La Cia alla vigilia della nuova edizione del «Sana» di Bologna: dal 2005 il settore continua a crescere ininterrottamente, e da fenomeno di nicchia si trasforma in abitudine di spesa, complice lo sviluppo di uno stile alimentare etico soprattutto tra i giovani. In aumento anche gli operatori (+5,4%) e la superficie dedicata (+12,8%), soprattutto al Sud. Ora bisogna lavorare a livello normativo per sostenere l’ulteriore sviluppo del «bio», a partire dall’Europa
Il biologico continua a guadagnare spazio sia nel carrello dei consumatori sia sui terreni degli agricoltori. Gli acquisti «bio» crescono ormai ininterrottamente dal 2005, con un andamento assolutamente anticiclico, e sale la spesa degli italiani anche per nuovi prodotti come caffè, pasta e omogeneizzati biologici. Contemporaneamente aumentano anche gli ettari dedicati e le imprese coinvolte, soprattutto al Sud. Lo afferma la Cia-Confederazione italiana agricoltori alla vigilia del «Sana», il Salone internazionale del biologico e del naturale che si apre domani a Bologna.
Dopo aver chiuso il 2013 con un +7 per cento, il segmento «bio» registra un nuovo incremento dei consumi del 17,3 per cento nella prima metà di quest’anno, mentre nello stesso periodo la spesa alimentare convenzionale cala dell’1,4 per cento. Vuol dire che il biologico non è più un fenomeno circoscritto o una moda, osserva la Cia, ma è diventato un’abitudine di spesa tendenzialmente di massa a cui non si rinuncia nemmeno con la crisi, complici le vendite di «bio» anche nei discount (+25 per cento in un anno).

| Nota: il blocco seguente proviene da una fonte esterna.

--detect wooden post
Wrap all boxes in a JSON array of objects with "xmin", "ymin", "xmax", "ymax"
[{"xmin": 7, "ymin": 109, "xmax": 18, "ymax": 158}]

Ma la vera novità sta nella gamma di offerta raggiunta ormai dai prodotti biologici nel largo consumo: se è vero che ortofrutta e uova rappresentano ancora le merci più acquistate, con un’incidenza sulla spesa complessiva di «bio» rispettivamente del 30 per cento e del 10 per cento circa, spiega la Cia, ad aver trascinato così in alto il settore nella prima parte del 2014 sono le nuove categorie di «pasta, riso e sostituti del pane» (a base di kamut, farro o grano saraceno) con un aumento record del 73 per cento, seguiti dalle voci «zucchero, caffè e tè» (+37,2 per cento) e dagli omogeneizzati (+21,3 per cento). Una linea completa che è frutto anche dello sviluppo di uno stile alimentare etico ed ecosostenibile che interessa soprattutto i giovani e coinvolge sempre più spesso i neo-genitori.
Anche il mondo produttivo non sta a guardare e lavora per rendere il biologico una delle certezze dell’agroalimentare italiano. Nell’ultimo anno, infatti, il numero delle aziende certificate è cresciuto del 5,4 per cento a quota 52.383, sottolinea la Cia, con il «boom» delle regioni meridionali, con il podio occupato dalla Sicilia (gli operatori sono aumentati del 24,9 per cento) e a seguire Calabria e Puglia. Lo stesso vale per la superficie dedicata, con un totale di 1,3 milioni di ettari lavorati secondo il metodo biologico e un incremento annuo del 12,8 per cento: svettano le aree destinate a cereali, foraggio, olivo e vite, così come gli allevamenti in particolare di polli, che hanno superato quota 3 milioni di capi.
È chiaro, quindi, che ora bisogna lavorare a livello normativo per sostenere l’ulteriore sviluppo del segmento «bio», aggiornando e adeguando le regole. In questo senso, la proposta di Bruxelles per rivedere la legislazione Ue sul biologico rappresenta un passo avanti importante, anche se toccherà aspettare gli atti delegati per passare dai principi generali alla parte applicativa vera e propria. Ma al settore serve un nuovo regolamento, che punti a semplificare la burocrazia e i meccanismi di certificazione, aprendo il mercato anche ai piccoli produttori; a rafforzare i controlli; a creare una concorrenza più leale all’interno e all’esterno dell’Italia e dell’Europa.